1. What are the advantages of Common Data Environment (CDA)?
- Enhanced collaboration: If used correctly, digital technologies have the ability to improve collaboration. That means that all project data and information needs to flow into and be updated in one centralised system. This leads to improved coordination and teamwork, both internally and across teams.
- Creates a single source of truth: One reliable place for team members to access real-time plans, changes, and data leads to better decision-making and insight across projects and even company-wide.
- Improves efficiency and quality:Common data environments reduce the need to manually recreate data, which leads to reduced input errors and lost information.
- Lowers risk: A CDE lowers risk with better transparency and insight into the entire project landscape. Over time, this enables continuous improvement and predictability.
- Strengthens security: With a CDE, administrators and IT professionals have better control of data and information, creating more security
2. What is the difference between data-driven, data- informed and data aware design?
“Data-driven design” refers to making design decisions based solely on quantitative data. Within this framework, data is of primary consideration. A purely data-driven approach may be appropriate when the main goal of the project is performance optimisation.

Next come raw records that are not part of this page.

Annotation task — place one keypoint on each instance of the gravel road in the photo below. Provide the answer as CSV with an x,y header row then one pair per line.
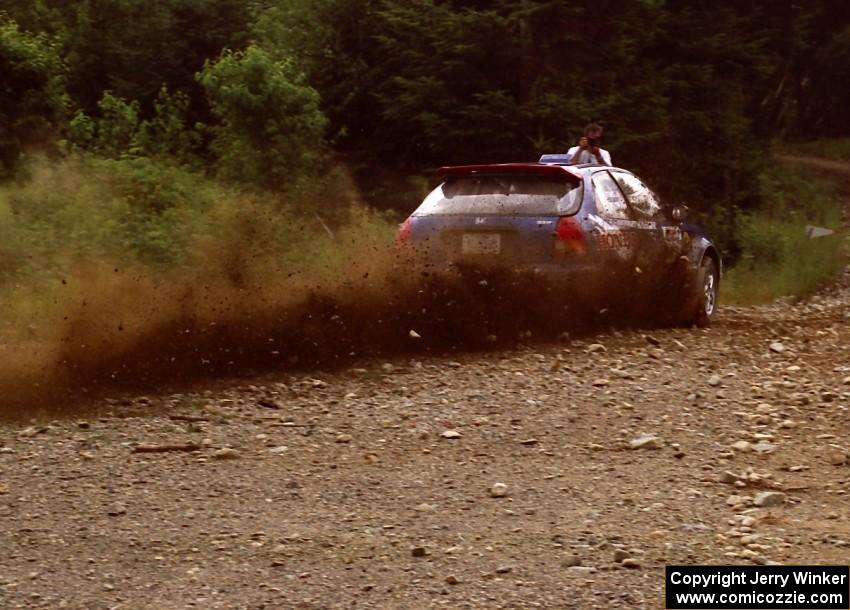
x,y
556,475
550,475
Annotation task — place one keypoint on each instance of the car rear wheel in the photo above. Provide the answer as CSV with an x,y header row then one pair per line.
x,y
703,304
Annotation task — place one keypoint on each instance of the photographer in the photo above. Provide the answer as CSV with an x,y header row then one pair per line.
x,y
588,149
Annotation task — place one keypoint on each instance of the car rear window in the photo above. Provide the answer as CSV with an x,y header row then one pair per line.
x,y
504,195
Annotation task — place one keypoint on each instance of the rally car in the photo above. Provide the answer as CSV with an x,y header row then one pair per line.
x,y
595,230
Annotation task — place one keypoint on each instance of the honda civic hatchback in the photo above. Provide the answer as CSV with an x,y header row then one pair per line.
x,y
595,230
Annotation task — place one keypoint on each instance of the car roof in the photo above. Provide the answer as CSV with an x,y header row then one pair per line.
x,y
538,169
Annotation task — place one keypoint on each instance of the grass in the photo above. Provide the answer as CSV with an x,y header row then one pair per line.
x,y
778,257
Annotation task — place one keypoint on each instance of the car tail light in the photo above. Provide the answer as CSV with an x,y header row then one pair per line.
x,y
403,235
569,238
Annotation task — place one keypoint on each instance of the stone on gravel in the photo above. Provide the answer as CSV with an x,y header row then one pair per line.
x,y
735,500
116,510
728,477
767,499
571,561
226,453
836,455
763,448
645,441
498,490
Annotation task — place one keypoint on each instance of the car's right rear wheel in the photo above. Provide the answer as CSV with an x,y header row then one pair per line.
x,y
702,305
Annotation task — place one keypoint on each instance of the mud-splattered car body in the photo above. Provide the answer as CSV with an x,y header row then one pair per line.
x,y
595,230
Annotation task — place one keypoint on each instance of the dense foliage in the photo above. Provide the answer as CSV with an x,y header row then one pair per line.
x,y
690,93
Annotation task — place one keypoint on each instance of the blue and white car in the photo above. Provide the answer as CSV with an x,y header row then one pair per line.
x,y
595,230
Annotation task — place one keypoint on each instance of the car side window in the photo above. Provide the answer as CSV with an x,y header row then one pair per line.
x,y
642,199
609,199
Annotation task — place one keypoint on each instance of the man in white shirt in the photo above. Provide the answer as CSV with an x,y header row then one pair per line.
x,y
588,150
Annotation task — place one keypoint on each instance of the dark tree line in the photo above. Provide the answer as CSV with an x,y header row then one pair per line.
x,y
690,93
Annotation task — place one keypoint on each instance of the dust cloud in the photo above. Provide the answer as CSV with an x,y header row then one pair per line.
x,y
237,311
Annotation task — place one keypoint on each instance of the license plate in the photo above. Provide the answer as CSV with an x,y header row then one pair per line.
x,y
481,243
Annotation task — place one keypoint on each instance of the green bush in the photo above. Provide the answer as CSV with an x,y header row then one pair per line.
x,y
776,255
271,129
33,101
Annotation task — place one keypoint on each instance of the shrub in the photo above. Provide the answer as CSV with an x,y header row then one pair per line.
x,y
32,99
271,128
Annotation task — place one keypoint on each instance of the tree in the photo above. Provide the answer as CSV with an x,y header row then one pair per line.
x,y
270,127
33,101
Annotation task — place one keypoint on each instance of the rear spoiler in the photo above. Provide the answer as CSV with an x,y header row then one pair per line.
x,y
532,169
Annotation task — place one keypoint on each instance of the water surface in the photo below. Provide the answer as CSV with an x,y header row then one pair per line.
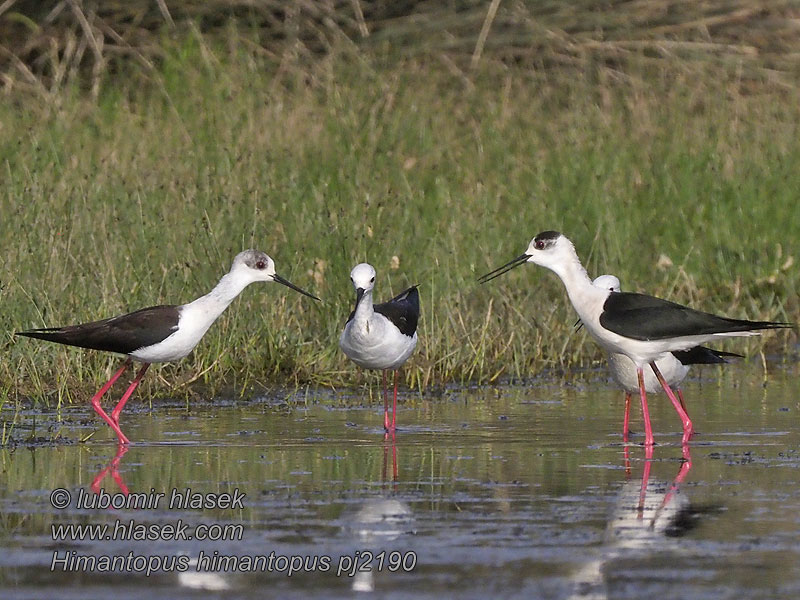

“Data-informed design” is a somewhat more flexible approach. In this case alongside quantitative data, additional factors might be prioritised such as qualitative information, instinct, and experience.
“Data-Aware Design” - In this approach a design team would put quantitative data on an equal footing with other decision-making factors. This kind of team views data as just one of many potential sources of valuable information.
3. What is opens source software?
Open source software refers to software released without the usual copyright restrictions. This means the developer/s who invented are happy for other people to use their software for their own purposes, adapt and develop it as they see fit. More often than not, open source software is free too.
Open source software in BIM typically uses open standards such as IFC and BCF in its design and interfaces. This can make the exchange of BIM data with customers, partners, and suppliers easier.
Open source software also allows you to modify the program itself (if you want to). You could, for example, change the user interface, add your own special functions, or make the program interact in new ways with other parts of your IT architecture.